Vencido o ímpeto de ciume e embotados os santos escrupulos e protestos da honra sacrificados á paixão mais violenta, Maria voluptuosamente reclinada na cadeira, em que se sentara, com um lindo anel de madeira, que fugira ao penteado já meio confuso, á brincar-lhe na face levemente corada, disse á Gonçalo:
— Comtigo eu me perco, porque esqueço o mundo.....
— E para que lembra-lo?
— Para vingar-me.— Muito amaste, ou ainda muito amas Alexandre Cardoso!
— Nunca o amei, e hoje o detesto; mas cada qual tem suas miserias na vida.......
— Cuidemos antes dos prazeres da vida.
— Alexandre Cardoso é o meu amante, passa por meu amante e dono: se queres poupa-lo, como é que me amas?... se queres ser só, como é que o poupas?...
Gonçalo soltou um gemido profundo que pareceu um rugido feroz.
Maria tocára na corda sensivel de Gonçalo Pereira.
— O poder e o orgulho desse homem immoral e perverso devem ser abatidos; continuou Maria.
— Devem; disse Gonçalo.
— Como procede elle agora?
— Como d'antes: bebe, joga e seduz.
— E o vice-rei?
— Surdo e cego: surdo ás queixas, cego pela confiança.
— Pois que Alexandre Cardoso beba, e jogue e seduza em dobro.
— Fa-lo-ha sem esforço nosso.
— Joga feliz?
— Nem sempre.
— Sobra-lhe o dinheiro?...
— Emprestei-lhe ante-hontem dous mil cruzados.
— Ainda bem. Que premedita elle agora?....
— Novo e numeroso recrutamento para duas ou tres companhias de cavallaria ligeira que sirvão á guarda especial dos vice-reis e novas obras de aquartelamento de tropas na ponta da Misericordia.
— E no recrutamento e nas obras novas novo meio de bater moeda na forja do patronato.....
— É da sua regra.
— Quanto peior, melhor: tambem é de regra.
— Talvez.
— Que diz a esses projectos o conde da Cunha?....

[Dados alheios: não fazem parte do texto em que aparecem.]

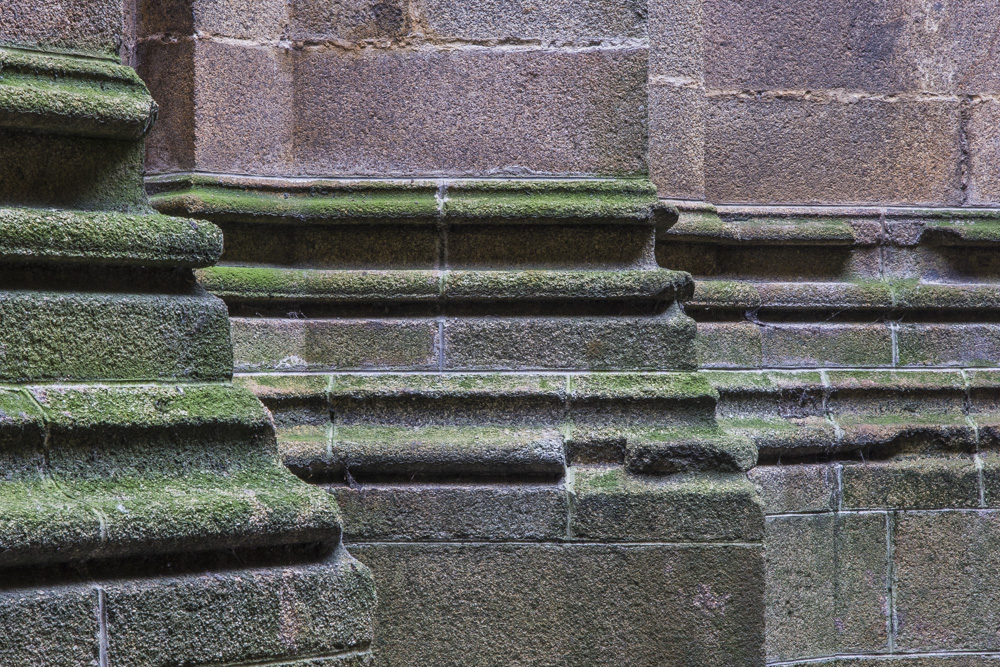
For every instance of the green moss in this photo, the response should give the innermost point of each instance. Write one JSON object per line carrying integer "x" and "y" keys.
{"x": 381, "y": 202}
{"x": 65, "y": 95}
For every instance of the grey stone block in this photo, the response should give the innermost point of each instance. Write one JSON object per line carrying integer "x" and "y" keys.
{"x": 349, "y": 20}
{"x": 167, "y": 68}
{"x": 610, "y": 505}
{"x": 826, "y": 585}
{"x": 244, "y": 108}
{"x": 807, "y": 151}
{"x": 567, "y": 604}
{"x": 563, "y": 20}
{"x": 984, "y": 152}
{"x": 947, "y": 596}
{"x": 677, "y": 140}
{"x": 95, "y": 26}
{"x": 311, "y": 345}
{"x": 797, "y": 487}
{"x": 729, "y": 345}
{"x": 827, "y": 345}
{"x": 885, "y": 46}
{"x": 447, "y": 512}
{"x": 471, "y": 112}
{"x": 49, "y": 627}
{"x": 241, "y": 616}
{"x": 923, "y": 483}
{"x": 676, "y": 38}
{"x": 949, "y": 344}
{"x": 570, "y": 343}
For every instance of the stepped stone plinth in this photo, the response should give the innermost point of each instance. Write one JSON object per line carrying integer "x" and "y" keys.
{"x": 145, "y": 514}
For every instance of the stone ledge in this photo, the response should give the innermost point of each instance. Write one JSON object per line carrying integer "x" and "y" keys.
{"x": 60, "y": 94}
{"x": 252, "y": 284}
{"x": 42, "y": 236}
{"x": 499, "y": 201}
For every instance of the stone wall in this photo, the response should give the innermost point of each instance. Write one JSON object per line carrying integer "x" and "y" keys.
{"x": 452, "y": 283}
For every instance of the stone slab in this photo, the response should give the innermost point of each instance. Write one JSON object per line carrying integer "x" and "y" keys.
{"x": 531, "y": 604}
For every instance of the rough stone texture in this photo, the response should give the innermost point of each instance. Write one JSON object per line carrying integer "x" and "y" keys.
{"x": 924, "y": 483}
{"x": 676, "y": 38}
{"x": 168, "y": 70}
{"x": 773, "y": 149}
{"x": 95, "y": 27}
{"x": 295, "y": 344}
{"x": 826, "y": 585}
{"x": 885, "y": 46}
{"x": 567, "y": 604}
{"x": 277, "y": 613}
{"x": 471, "y": 112}
{"x": 244, "y": 108}
{"x": 949, "y": 344}
{"x": 349, "y": 20}
{"x": 677, "y": 140}
{"x": 447, "y": 512}
{"x": 729, "y": 345}
{"x": 562, "y": 20}
{"x": 827, "y": 345}
{"x": 946, "y": 593}
{"x": 49, "y": 627}
{"x": 984, "y": 153}
{"x": 797, "y": 487}
{"x": 569, "y": 343}
{"x": 609, "y": 505}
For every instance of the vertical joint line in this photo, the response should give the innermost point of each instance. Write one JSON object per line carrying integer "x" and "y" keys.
{"x": 894, "y": 337}
{"x": 890, "y": 597}
{"x": 440, "y": 344}
{"x": 102, "y": 628}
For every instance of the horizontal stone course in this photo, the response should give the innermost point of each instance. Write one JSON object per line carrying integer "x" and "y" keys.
{"x": 562, "y": 20}
{"x": 536, "y": 604}
{"x": 827, "y": 585}
{"x": 787, "y": 150}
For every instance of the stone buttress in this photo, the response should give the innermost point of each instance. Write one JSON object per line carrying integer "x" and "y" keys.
{"x": 494, "y": 379}
{"x": 145, "y": 515}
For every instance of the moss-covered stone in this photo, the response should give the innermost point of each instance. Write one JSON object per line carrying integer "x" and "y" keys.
{"x": 110, "y": 238}
{"x": 65, "y": 95}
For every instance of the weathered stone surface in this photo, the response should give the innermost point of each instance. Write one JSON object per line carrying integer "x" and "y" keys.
{"x": 569, "y": 343}
{"x": 567, "y": 604}
{"x": 297, "y": 344}
{"x": 94, "y": 26}
{"x": 946, "y": 592}
{"x": 956, "y": 344}
{"x": 809, "y": 151}
{"x": 729, "y": 345}
{"x": 447, "y": 512}
{"x": 827, "y": 345}
{"x": 984, "y": 152}
{"x": 93, "y": 336}
{"x": 562, "y": 20}
{"x": 610, "y": 505}
{"x": 244, "y": 108}
{"x": 923, "y": 483}
{"x": 826, "y": 585}
{"x": 887, "y": 46}
{"x": 168, "y": 70}
{"x": 601, "y": 247}
{"x": 470, "y": 112}
{"x": 49, "y": 171}
{"x": 54, "y": 627}
{"x": 677, "y": 139}
{"x": 676, "y": 37}
{"x": 266, "y": 614}
{"x": 797, "y": 487}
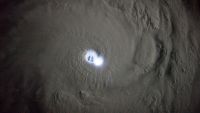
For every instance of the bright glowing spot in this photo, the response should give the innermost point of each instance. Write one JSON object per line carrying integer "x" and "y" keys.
{"x": 92, "y": 57}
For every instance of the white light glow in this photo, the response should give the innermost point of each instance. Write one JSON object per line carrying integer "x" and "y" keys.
{"x": 92, "y": 57}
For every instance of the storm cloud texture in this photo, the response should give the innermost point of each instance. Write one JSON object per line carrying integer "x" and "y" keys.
{"x": 150, "y": 50}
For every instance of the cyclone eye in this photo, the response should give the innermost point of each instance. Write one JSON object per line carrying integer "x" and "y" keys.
{"x": 93, "y": 58}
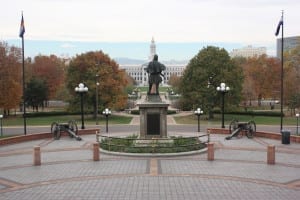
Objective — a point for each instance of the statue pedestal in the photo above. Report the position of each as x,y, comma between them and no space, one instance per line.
153,118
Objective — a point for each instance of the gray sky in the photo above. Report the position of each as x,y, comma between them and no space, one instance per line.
251,22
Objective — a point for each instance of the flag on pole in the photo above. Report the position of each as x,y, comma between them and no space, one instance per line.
22,27
278,26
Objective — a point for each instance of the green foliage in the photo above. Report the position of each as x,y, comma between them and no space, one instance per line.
128,145
112,81
204,73
36,93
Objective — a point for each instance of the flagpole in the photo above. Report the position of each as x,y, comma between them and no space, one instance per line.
22,31
281,98
23,69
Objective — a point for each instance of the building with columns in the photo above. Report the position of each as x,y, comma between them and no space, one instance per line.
248,52
138,73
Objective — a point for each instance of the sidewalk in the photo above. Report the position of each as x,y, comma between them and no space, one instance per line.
68,171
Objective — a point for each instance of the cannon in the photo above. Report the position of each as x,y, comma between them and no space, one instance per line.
236,127
70,127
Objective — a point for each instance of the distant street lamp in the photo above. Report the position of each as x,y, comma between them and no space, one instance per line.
1,117
81,89
198,112
97,86
106,112
223,89
297,116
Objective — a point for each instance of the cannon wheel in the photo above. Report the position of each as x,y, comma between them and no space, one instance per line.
55,130
73,127
233,125
251,129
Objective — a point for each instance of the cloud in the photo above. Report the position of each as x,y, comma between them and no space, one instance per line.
67,46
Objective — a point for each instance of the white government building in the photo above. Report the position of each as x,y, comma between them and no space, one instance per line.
137,72
248,52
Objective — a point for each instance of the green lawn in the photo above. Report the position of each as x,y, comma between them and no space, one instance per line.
88,119
192,119
115,119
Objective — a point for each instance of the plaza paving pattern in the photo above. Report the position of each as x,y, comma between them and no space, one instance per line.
239,171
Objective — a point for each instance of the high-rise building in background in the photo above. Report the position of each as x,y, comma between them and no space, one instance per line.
288,44
138,73
248,52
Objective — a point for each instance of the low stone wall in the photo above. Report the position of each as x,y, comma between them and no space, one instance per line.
271,135
38,136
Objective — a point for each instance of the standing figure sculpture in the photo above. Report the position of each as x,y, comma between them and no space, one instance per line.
154,70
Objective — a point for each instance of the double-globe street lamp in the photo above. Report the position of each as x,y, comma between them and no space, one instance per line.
81,89
198,112
106,112
223,89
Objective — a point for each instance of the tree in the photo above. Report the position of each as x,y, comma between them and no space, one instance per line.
10,73
112,81
49,68
292,78
36,93
262,78
203,75
174,81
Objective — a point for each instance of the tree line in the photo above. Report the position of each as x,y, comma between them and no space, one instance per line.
51,77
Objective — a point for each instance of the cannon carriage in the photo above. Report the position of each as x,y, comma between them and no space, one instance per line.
236,127
70,127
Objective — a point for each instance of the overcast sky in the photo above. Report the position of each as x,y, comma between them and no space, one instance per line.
251,22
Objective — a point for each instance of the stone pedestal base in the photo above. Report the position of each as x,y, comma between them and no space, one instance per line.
153,119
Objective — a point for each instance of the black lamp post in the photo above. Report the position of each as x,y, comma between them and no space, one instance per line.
81,89
223,89
106,112
198,112
297,116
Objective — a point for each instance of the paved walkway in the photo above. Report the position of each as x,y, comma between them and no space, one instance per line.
68,171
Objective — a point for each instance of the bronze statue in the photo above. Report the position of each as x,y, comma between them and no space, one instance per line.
154,70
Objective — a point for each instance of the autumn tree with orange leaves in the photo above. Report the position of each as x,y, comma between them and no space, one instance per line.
50,69
10,81
112,81
261,78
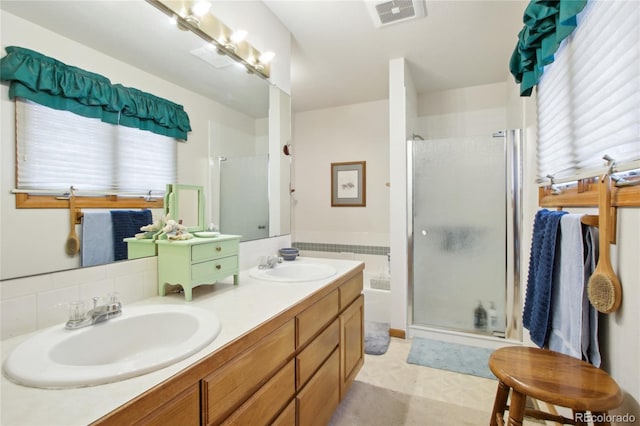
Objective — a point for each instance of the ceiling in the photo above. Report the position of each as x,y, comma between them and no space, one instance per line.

— Hesita ainda, pretendendo que a população tem sido por demais onerada.
— E Alexandre Cardoso?...
— Sustenta que o povo vive feliz e satisfeito: mas que o numero excessivo dos vadios torna o serviço militar uma providencia salutar para a sociedade ameaçada por elles, e que o commercio altanado e revoltoso tem sobras de lucros que são exageradas, e que podem aproveitar ás obras do rei, entrando para ellas, como donativos voluntarios.
— Perfeitamente, e o melhor possivel: uma ultima pergunta.
— Qual?....
— E Ignez?.. a filha de Jeronymo Lirio?...
— Sabe ella que Alexandre Cardoso a ama?... eu duvido.
Maria sorrio-se.
— De que ris?..
— Da tua duvida: a mulher ainda que não olhe, sempre vê quem a namora.
— Em tal caso Alexandre Cardoso namora em vão.
E, tornando-se um pouco triste, Gonçalo Pereira perguntou:
— Era isto o que querias ouvir, Maria?...
A resposta da famosa cortezã foi lançar-se nos braços do bello official.